2013 Louis Schmidt Laureate: John Hendrix, RBP, FBCA


Toronto, Ontario, Canada

John Hendrix served as Director of The Image Centre at Mount Sinai Hospital, Toronto, Ontario, Canada from 1988-2005. During this time, he led the transition from silver-based technology to digital imaging. His department was the first in the hospital to network and use computers to manage accounts and workflow. He implemented video conferencing (with the Department of Surgery) for “real-time training” between the operating rooms and the University of Toronto Surgical Skills Training Center. This program was expanded globally to other hospitals and universities. He previously served as medical photographer at Toronto Western Hospital and research photographer for the Psoriasis Education and Research Centre at Women’s College Hospital in Toronto. He then was senior medical photographer at Women’s College Hospital in Toronto and at Mount Sinai Hospital.

He received an A.A. degree from Ferris State College and a B.Sc. from Eastern Michigan University. He became a Registered Biological Photographer in 1984 and a Fellow of the BioCommunications Association in 2000. In 1984, he served as a photographic consultant on a special project for Atomic Energy Canada, where he participated in the development of moiré interferometry to detect scoliosis. Hendrix also taught photography for medical illustrators in the Department of Art as Applied to Medicine and photography of gross specimens in the Department of Pathology, both at the University of Toronto.

John has been very active in both local chapter and association-wide roles.

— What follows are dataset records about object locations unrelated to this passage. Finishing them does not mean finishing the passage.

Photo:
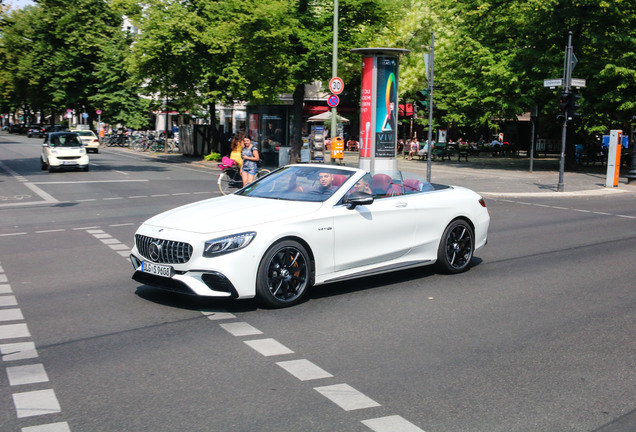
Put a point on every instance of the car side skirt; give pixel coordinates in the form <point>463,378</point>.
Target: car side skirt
<point>378,270</point>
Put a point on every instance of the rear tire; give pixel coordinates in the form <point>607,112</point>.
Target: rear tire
<point>456,247</point>
<point>284,275</point>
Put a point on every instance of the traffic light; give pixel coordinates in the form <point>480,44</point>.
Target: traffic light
<point>568,107</point>
<point>573,106</point>
<point>423,96</point>
<point>563,107</point>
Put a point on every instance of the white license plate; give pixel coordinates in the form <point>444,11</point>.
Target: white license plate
<point>156,269</point>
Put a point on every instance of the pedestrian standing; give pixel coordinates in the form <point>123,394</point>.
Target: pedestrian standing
<point>250,161</point>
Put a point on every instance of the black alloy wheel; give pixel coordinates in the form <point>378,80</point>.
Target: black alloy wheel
<point>284,275</point>
<point>456,247</point>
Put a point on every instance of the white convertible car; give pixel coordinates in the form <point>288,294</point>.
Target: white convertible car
<point>306,225</point>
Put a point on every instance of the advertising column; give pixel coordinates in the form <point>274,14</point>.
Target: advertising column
<point>379,108</point>
<point>614,158</point>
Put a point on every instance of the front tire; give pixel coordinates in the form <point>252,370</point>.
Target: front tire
<point>456,247</point>
<point>284,275</point>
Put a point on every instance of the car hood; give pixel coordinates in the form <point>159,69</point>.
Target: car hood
<point>231,212</point>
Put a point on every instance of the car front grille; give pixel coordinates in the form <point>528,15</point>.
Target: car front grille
<point>163,251</point>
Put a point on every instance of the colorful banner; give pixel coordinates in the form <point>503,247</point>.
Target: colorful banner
<point>365,107</point>
<point>386,108</point>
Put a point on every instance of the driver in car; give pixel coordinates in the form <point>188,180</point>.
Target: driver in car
<point>325,180</point>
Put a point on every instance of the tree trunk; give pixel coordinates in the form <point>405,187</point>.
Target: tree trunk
<point>297,125</point>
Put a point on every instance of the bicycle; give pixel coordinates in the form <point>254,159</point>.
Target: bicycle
<point>230,180</point>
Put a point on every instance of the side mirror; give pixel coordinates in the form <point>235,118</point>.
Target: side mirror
<point>358,198</point>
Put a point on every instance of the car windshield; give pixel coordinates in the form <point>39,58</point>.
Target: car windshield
<point>393,183</point>
<point>65,140</point>
<point>299,183</point>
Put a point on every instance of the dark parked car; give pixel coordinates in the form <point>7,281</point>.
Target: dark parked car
<point>18,128</point>
<point>35,130</point>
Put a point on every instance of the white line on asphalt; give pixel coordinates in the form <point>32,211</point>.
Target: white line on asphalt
<point>51,427</point>
<point>18,351</point>
<point>11,315</point>
<point>8,301</point>
<point>218,315</point>
<point>391,424</point>
<point>37,402</point>
<point>240,329</point>
<point>94,181</point>
<point>14,331</point>
<point>346,397</point>
<point>268,347</point>
<point>304,370</point>
<point>27,374</point>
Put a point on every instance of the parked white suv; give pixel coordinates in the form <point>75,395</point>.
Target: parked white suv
<point>63,150</point>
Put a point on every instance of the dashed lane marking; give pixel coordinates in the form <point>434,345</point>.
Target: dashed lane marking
<point>37,402</point>
<point>346,397</point>
<point>566,208</point>
<point>268,347</point>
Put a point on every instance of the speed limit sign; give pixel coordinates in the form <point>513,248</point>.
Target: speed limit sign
<point>336,85</point>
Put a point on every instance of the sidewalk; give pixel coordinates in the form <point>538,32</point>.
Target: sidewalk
<point>491,176</point>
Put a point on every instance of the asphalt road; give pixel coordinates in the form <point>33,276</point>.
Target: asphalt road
<point>537,336</point>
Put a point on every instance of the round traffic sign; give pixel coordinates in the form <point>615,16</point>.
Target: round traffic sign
<point>336,85</point>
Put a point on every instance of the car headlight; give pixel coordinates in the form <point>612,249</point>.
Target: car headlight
<point>227,244</point>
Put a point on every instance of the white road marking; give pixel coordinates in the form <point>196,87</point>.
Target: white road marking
<point>269,347</point>
<point>37,402</point>
<point>240,329</point>
<point>51,427</point>
<point>346,397</point>
<point>304,370</point>
<point>218,315</point>
<point>11,315</point>
<point>27,374</point>
<point>14,331</point>
<point>8,301</point>
<point>18,351</point>
<point>391,424</point>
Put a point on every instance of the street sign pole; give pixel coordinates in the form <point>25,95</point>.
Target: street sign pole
<point>334,66</point>
<point>430,75</point>
<point>566,87</point>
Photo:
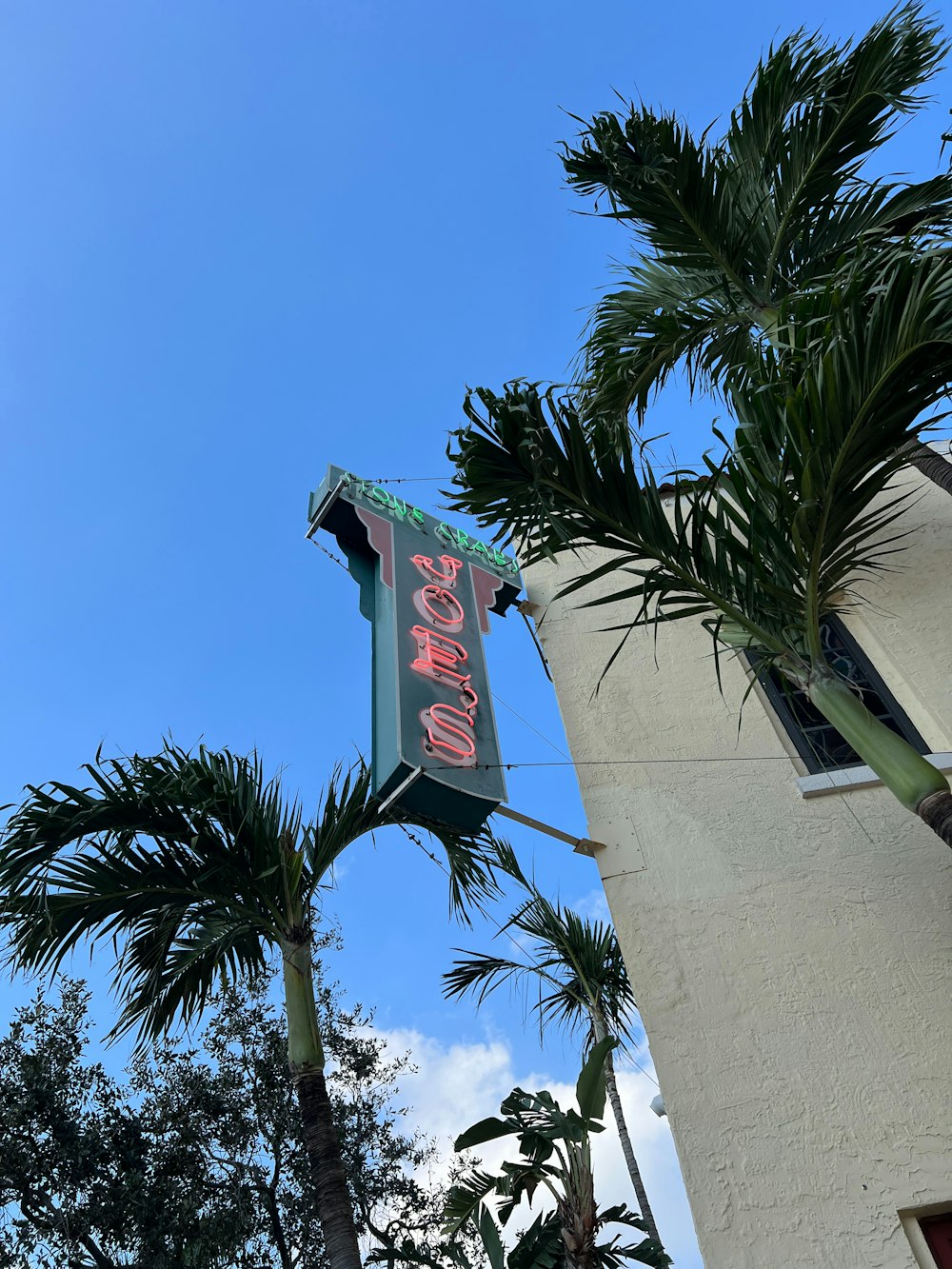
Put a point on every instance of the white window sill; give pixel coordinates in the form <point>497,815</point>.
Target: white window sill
<point>856,778</point>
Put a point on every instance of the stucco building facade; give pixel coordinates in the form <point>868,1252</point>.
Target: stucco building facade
<point>788,934</point>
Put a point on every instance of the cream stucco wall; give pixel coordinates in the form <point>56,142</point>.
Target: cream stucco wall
<point>792,959</point>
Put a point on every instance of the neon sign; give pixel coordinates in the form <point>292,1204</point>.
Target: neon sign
<point>426,589</point>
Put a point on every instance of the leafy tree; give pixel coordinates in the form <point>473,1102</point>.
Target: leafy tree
<point>784,529</point>
<point>555,1155</point>
<point>196,1159</point>
<point>583,986</point>
<point>730,231</point>
<point>189,867</point>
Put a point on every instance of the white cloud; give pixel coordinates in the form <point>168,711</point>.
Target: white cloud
<point>593,906</point>
<point>456,1085</point>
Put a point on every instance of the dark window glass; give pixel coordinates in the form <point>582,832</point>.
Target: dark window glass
<point>939,1235</point>
<point>821,745</point>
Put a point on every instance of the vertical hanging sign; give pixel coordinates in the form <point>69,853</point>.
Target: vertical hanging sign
<point>428,590</point>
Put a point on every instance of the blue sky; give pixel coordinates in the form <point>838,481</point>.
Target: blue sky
<point>242,241</point>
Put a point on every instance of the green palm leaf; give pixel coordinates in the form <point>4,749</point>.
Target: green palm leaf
<point>779,206</point>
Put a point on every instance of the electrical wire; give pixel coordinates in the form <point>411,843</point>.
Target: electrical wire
<point>502,929</point>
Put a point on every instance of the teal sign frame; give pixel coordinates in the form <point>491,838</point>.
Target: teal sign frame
<point>428,590</point>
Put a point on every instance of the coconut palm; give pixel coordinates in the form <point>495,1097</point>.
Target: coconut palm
<point>555,1155</point>
<point>786,528</point>
<point>189,868</point>
<point>583,986</point>
<point>727,231</point>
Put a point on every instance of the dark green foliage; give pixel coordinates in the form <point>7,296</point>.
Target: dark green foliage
<point>777,534</point>
<point>555,1157</point>
<point>193,862</point>
<point>727,229</point>
<point>197,1159</point>
<point>574,963</point>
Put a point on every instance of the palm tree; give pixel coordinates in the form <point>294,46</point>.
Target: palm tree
<point>783,532</point>
<point>583,986</point>
<point>190,867</point>
<point>729,231</point>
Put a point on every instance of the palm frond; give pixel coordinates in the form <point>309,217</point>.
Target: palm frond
<point>796,514</point>
<point>573,963</point>
<point>775,209</point>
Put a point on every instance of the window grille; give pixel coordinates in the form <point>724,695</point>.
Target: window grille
<point>939,1237</point>
<point>818,743</point>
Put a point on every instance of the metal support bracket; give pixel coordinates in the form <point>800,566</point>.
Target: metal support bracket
<point>402,788</point>
<point>582,845</point>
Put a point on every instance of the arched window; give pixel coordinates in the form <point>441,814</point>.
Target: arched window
<point>819,744</point>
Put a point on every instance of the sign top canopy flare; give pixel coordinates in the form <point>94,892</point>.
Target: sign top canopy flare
<point>428,590</point>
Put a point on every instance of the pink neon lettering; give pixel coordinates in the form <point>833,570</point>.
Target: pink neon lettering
<point>445,735</point>
<point>451,566</point>
<point>438,655</point>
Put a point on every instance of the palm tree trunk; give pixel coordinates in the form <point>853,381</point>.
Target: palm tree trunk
<point>630,1161</point>
<point>920,785</point>
<point>933,466</point>
<point>307,1060</point>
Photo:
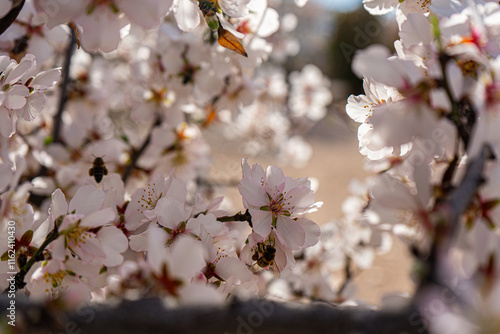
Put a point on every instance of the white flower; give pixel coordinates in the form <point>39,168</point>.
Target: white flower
<point>278,202</point>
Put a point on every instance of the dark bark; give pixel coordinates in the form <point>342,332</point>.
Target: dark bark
<point>254,316</point>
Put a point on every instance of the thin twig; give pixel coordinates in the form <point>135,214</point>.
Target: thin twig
<point>136,153</point>
<point>63,97</point>
<point>7,20</point>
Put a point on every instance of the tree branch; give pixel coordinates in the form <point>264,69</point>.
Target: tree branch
<point>7,20</point>
<point>63,97</point>
<point>253,316</point>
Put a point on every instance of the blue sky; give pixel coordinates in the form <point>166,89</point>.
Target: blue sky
<point>339,5</point>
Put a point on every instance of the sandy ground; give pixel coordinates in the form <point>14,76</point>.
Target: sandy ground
<point>334,163</point>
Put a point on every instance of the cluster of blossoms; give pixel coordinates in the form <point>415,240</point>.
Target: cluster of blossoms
<point>107,179</point>
<point>142,218</point>
<point>427,113</point>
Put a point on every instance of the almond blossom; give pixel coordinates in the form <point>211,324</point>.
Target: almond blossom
<point>279,203</point>
<point>22,94</point>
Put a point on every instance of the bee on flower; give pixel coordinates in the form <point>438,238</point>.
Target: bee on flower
<point>278,205</point>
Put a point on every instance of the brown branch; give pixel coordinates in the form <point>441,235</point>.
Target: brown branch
<point>136,153</point>
<point>253,316</point>
<point>63,97</point>
<point>7,20</point>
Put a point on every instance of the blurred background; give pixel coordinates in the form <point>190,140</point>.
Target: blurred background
<point>329,33</point>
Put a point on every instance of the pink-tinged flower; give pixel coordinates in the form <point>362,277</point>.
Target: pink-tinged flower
<point>269,254</point>
<point>279,203</point>
<point>141,208</point>
<point>102,20</point>
<point>223,265</point>
<point>176,268</point>
<point>21,94</point>
<point>55,279</point>
<point>87,232</point>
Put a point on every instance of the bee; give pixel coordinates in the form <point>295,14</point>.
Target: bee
<point>98,169</point>
<point>264,256</point>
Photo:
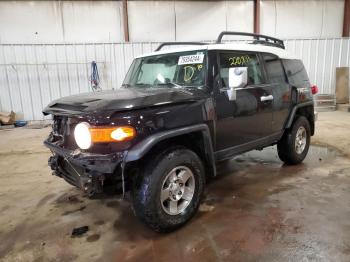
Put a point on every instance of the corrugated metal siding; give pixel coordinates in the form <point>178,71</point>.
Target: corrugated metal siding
<point>33,75</point>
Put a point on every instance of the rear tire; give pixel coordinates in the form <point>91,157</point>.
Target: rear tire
<point>294,145</point>
<point>168,191</point>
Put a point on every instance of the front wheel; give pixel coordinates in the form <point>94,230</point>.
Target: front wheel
<point>168,192</point>
<point>294,145</point>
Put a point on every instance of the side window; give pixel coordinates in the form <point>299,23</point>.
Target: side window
<point>274,69</point>
<point>238,59</point>
<point>296,72</point>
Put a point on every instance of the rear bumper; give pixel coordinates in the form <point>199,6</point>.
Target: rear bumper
<point>86,171</point>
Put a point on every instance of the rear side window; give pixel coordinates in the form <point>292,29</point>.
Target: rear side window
<point>238,59</point>
<point>274,69</point>
<point>296,73</point>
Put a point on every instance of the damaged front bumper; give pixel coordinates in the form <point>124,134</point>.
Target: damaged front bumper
<point>86,171</point>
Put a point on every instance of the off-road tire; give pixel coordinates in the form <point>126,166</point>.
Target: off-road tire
<point>147,189</point>
<point>286,146</point>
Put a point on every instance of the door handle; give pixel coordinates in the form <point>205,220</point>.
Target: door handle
<point>266,98</point>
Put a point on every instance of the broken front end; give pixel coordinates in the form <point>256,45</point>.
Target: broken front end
<point>85,156</point>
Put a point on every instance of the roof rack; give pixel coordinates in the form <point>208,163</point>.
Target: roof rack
<point>259,39</point>
<point>178,43</point>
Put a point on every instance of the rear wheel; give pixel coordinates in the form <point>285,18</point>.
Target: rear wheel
<point>294,145</point>
<point>168,192</point>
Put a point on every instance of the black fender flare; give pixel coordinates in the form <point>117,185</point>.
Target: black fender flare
<point>294,110</point>
<point>141,149</point>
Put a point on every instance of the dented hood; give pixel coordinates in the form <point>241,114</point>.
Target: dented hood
<point>120,100</point>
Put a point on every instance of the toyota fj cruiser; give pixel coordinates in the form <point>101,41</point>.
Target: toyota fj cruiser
<point>178,112</point>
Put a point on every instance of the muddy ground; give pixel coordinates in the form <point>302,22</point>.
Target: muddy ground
<point>256,210</point>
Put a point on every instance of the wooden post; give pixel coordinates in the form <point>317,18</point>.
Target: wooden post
<point>257,16</point>
<point>346,21</point>
<point>125,20</point>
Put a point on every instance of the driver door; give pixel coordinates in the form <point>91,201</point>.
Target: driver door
<point>248,119</point>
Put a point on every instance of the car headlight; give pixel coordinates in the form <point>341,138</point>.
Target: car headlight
<point>82,135</point>
<point>85,135</point>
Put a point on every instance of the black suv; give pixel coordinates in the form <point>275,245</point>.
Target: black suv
<point>178,112</point>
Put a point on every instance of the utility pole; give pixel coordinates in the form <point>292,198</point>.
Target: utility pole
<point>126,21</point>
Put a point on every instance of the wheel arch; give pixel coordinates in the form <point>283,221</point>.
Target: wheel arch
<point>195,137</point>
<point>304,109</point>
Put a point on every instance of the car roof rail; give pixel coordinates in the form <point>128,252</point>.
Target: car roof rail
<point>178,43</point>
<point>259,39</point>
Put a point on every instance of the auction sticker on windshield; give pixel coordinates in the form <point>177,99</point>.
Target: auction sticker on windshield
<point>191,59</point>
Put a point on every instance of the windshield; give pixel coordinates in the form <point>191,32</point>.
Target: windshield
<point>181,69</point>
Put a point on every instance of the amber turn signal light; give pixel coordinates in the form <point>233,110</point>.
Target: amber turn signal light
<point>112,134</point>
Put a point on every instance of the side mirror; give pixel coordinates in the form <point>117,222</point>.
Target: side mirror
<point>237,78</point>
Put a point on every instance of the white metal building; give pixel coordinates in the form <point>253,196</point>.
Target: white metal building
<point>46,47</point>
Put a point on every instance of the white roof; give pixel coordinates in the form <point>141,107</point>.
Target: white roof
<point>281,53</point>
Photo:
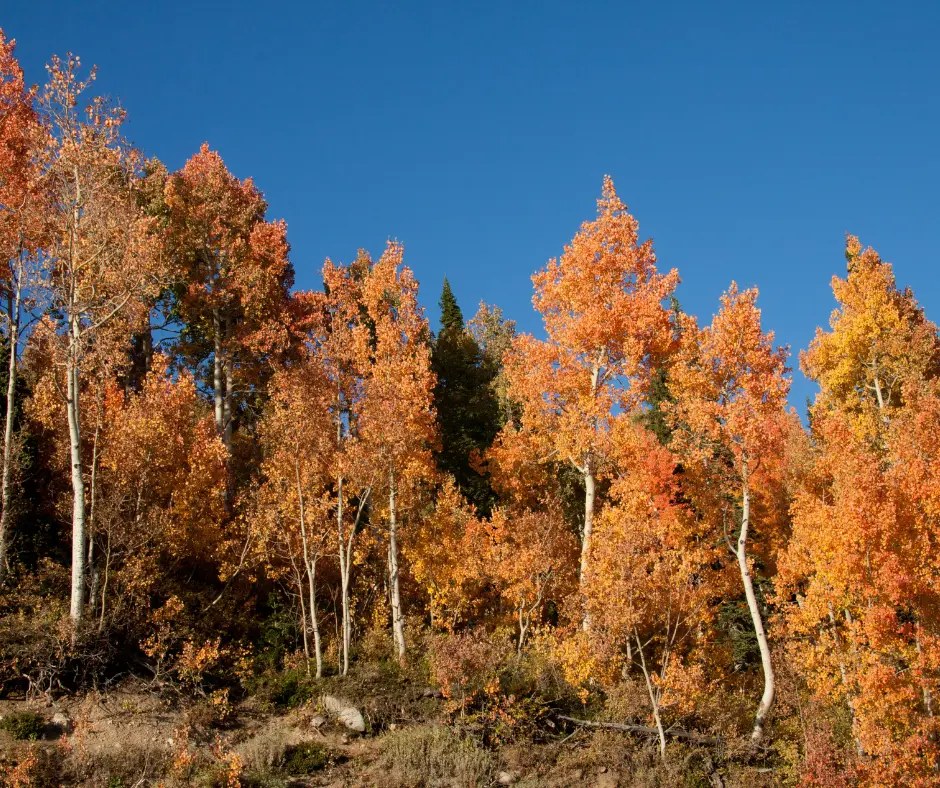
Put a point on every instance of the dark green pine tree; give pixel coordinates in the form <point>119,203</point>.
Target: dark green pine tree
<point>467,407</point>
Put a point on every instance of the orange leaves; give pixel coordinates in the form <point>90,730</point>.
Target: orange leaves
<point>730,382</point>
<point>396,426</point>
<point>879,341</point>
<point>602,306</point>
<point>161,454</point>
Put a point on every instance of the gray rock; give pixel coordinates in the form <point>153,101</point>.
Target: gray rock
<point>345,712</point>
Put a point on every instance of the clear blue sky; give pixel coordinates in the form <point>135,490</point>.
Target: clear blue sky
<point>747,138</point>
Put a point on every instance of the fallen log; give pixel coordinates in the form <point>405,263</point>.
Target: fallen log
<point>676,733</point>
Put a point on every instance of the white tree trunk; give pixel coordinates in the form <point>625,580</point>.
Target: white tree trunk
<point>78,481</point>
<point>227,409</point>
<point>14,316</point>
<point>314,620</point>
<point>343,576</point>
<point>310,564</point>
<point>654,698</point>
<point>398,624</point>
<point>767,698</point>
<point>589,501</point>
<point>217,392</point>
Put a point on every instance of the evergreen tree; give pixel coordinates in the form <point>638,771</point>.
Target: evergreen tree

He served five years in the House of Delegates and held positions on both the Board of Registry and the Board of Governors, serving as Vice President and President of BCA. John was the recipient of the Creer Service Award in 2008. Because of his rich history of service, he was chosen to be a member of a sixperson blue ribbon committee to establish guidelines for the BCA Maria Ikenberg Lindberg Trust endowment. Hendrix facilitated numerous learning opportunities for fellow professionals, chairing scientific programs at Chapter meetings and at the Association level. He has made presentations and published numerous papers.

His lifelong professional interactions have been supportive, thoughtful, and productive. Many have come to consider him a valued colleague of the highest order. John and his wife, Jocelyne, reside in Toronto, Ontario, Canada.